Bank                                     John Anhorn
1455 E. McAndrews Road                   387 Golf View Drive
Medford, Oregon 97504                    Medford, OR 97504

         These addresses will remain in effect until the respective party has
notified the other in writing of a change of address.

                                  SECTION NINE
                                  RESTRICTIONS

<PAGE>   5

         During the term of this Agreement, or in the event Bank terminates JA's
employment for cause or JA terminates his employment without cause, and at
Bank's sole option for a period up to one (1) year after such termination, JA
agrees that the following restrictions and limitations shall apply to him:

         A. JA will not, on behalf of himself or on behalf of any other person,
firm, corporation, limited liability company or any other entity, call on any of
the customers of Bank in any county where Bank maintains an office or branch, or
of any of its affiliates or subsidiaries for the purpose of soliciting services
and/or providing to any of the customers any banking services or other products
or services provided by Bank, nor will he, in any way, directly or indirectly,
for himself or on behalf of any other person, firm, corporation, limited
liability company or other entity, solicit, divert or take away any customer of
Bank, its affiliates or subsidiaries. For the purposes of this Agreement the
phrase "call on" includes, but is not limited to, contacting a customer in
person, by telephone, by facsimile transmission, by letter, by electronic
transmission or by any other means calculated to make contact with such customer
of Bank.

         B. JA will not, on behalf of himself or on behalf of any other person,
firm, corporation, limited liability company or any other entity, solicit or
hire any of the employees of Bank or any of its affiliates or subsidiaries.

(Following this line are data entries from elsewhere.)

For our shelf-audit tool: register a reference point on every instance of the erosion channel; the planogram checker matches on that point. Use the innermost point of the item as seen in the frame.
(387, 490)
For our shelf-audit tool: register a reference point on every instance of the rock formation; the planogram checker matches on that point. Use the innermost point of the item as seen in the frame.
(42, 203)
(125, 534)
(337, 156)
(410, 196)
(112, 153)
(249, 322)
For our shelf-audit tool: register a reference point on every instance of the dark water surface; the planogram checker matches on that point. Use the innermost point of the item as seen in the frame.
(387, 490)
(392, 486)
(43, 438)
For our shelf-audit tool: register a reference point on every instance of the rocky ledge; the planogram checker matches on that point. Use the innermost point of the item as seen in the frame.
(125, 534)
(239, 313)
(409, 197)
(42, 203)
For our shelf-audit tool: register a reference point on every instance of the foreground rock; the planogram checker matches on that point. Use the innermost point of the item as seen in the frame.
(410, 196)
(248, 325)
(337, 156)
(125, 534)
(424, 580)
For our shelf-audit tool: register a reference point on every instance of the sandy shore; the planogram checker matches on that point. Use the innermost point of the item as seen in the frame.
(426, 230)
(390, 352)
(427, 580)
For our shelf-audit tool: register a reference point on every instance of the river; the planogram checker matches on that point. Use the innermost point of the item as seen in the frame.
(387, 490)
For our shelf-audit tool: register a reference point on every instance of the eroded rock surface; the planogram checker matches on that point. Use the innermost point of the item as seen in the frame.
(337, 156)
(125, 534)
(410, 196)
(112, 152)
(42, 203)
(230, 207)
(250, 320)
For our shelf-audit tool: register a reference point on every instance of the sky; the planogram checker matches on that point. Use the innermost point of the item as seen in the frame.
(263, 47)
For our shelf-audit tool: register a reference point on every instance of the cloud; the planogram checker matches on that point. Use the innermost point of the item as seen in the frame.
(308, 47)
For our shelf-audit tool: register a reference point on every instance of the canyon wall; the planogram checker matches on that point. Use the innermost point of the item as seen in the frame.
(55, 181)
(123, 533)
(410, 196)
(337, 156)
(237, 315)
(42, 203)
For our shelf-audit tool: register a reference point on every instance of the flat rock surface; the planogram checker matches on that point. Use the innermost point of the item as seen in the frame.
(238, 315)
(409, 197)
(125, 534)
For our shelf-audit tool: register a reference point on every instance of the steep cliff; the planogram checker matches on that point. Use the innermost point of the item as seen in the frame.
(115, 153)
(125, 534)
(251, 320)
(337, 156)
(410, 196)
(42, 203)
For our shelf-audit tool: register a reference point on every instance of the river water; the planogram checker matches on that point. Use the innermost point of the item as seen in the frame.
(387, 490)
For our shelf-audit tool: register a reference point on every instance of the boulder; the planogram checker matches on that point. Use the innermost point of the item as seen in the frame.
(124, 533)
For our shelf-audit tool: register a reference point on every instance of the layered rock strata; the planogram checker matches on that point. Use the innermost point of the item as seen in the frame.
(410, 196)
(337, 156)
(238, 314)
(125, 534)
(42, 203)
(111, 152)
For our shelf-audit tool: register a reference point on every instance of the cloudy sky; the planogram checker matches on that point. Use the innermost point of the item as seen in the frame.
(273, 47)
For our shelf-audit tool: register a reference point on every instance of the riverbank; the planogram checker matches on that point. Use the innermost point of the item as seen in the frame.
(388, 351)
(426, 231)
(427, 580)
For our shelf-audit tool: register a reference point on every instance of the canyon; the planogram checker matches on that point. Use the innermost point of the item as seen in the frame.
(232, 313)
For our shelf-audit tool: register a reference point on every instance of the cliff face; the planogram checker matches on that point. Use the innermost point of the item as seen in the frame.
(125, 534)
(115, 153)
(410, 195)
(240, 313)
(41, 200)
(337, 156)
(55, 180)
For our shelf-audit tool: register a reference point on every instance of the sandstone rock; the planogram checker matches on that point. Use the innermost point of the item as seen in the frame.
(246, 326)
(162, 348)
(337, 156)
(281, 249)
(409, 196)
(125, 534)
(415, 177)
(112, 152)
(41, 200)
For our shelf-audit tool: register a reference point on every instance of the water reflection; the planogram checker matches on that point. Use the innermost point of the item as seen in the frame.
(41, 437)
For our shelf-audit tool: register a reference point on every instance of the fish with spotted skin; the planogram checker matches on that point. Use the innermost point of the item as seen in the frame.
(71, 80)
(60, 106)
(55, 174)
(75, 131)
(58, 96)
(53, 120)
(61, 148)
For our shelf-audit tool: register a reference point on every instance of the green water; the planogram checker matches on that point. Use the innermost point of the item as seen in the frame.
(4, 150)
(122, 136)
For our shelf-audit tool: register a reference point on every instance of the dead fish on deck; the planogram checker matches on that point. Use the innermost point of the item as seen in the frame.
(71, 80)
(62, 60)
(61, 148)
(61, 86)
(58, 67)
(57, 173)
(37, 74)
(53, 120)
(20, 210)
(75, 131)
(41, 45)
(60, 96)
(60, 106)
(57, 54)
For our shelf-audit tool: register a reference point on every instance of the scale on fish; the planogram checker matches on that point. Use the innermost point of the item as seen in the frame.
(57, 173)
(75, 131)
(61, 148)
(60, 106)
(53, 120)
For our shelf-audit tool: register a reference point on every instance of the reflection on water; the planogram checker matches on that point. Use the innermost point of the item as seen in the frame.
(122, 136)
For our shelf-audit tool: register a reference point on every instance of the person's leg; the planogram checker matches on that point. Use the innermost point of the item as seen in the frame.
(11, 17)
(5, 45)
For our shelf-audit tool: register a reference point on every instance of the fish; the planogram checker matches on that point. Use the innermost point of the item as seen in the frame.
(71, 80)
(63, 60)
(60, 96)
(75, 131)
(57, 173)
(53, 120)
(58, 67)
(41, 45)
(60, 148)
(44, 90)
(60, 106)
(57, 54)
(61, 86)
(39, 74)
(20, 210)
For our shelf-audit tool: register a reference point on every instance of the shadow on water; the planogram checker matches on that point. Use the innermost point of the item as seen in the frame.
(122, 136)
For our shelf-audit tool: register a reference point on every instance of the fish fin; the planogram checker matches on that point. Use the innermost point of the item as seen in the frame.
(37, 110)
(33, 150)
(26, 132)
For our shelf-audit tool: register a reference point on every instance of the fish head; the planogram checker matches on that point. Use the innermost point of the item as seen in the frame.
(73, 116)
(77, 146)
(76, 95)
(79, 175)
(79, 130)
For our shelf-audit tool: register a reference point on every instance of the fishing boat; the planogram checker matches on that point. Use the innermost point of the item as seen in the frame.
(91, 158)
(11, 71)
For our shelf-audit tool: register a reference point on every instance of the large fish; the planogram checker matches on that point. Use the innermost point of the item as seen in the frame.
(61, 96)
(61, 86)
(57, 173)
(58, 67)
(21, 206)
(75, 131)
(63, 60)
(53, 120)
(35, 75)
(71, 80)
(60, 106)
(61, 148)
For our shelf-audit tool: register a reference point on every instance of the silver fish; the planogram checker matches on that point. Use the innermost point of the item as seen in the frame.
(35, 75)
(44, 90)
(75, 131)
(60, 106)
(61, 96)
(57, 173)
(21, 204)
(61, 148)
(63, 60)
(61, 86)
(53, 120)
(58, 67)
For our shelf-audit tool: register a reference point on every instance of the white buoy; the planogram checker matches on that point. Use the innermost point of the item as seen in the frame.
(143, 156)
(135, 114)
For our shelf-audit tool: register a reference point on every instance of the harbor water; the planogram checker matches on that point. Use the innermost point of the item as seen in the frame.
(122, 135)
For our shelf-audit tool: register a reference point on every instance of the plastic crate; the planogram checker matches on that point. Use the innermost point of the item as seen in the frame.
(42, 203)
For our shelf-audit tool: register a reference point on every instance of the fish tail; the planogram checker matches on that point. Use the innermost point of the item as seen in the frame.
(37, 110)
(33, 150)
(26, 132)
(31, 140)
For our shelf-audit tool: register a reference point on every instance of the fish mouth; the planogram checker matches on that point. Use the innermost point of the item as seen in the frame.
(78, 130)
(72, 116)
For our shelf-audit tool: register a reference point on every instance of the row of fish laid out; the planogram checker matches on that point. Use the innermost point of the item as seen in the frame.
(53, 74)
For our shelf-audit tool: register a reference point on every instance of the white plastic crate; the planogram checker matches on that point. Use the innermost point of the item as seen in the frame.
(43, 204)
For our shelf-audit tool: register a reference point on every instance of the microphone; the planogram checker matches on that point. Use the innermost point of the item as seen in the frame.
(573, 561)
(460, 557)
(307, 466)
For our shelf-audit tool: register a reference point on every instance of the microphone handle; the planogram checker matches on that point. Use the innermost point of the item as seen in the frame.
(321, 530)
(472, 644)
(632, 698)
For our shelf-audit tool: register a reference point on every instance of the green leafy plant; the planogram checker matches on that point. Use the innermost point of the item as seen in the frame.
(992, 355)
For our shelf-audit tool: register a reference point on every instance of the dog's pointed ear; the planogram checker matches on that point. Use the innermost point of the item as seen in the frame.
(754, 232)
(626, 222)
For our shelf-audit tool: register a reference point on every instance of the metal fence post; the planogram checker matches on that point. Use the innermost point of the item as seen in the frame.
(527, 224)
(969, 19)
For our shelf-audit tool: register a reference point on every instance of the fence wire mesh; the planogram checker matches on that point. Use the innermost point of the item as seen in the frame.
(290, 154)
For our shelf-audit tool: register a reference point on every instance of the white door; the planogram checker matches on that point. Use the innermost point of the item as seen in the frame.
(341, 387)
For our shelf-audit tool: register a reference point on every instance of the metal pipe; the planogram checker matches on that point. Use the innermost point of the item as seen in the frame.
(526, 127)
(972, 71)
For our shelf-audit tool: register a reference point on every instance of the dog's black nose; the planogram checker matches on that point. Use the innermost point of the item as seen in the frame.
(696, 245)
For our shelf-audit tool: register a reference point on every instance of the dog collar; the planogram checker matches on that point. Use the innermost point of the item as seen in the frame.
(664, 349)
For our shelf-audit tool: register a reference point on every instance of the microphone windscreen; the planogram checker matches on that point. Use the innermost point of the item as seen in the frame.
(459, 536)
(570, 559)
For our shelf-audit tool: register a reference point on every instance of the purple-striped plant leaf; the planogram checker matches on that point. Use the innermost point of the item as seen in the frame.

         C. If Bank elects to apply the restrictions of this Article to JA for a
period up to one (1) year after termination of JA's employment, during such
period, Bank shall timely and regularly pay JA the monthly basic salary received
by JA at the date of such termination and shall continue JA's health insurance
during such period, providing the same coverage provided to Bank's employees.

                                   SECTION TEN
                            CONFIDENTIAL INFORMATION

         Both during and after termination of employment, JA agrees, that in
addition to any other limitation contained in this Agreement, regardless of the
circumstances of the termination of employment, he will not communicate to any
person, firm, corporation, limited liability company or other entity, any other
information relating to customer lists, prices, secrets, advertising, loans,
accounts, nor any confidential knowledge, information or secrets that JA may
from time to time acquire with respect to the business of Bank, or any of its
affiliates or subsidiaries. JA agrees upon termination of his employment that he
will not retain originals or copies of any of the business records, information
or documents of Bank, in any form whatsoever, including but not limited to
information on computer disks and hard drives.

         Notwithstanding the above, disclosure is authorized only when done in
the course and scope of JA's employment or as required by law.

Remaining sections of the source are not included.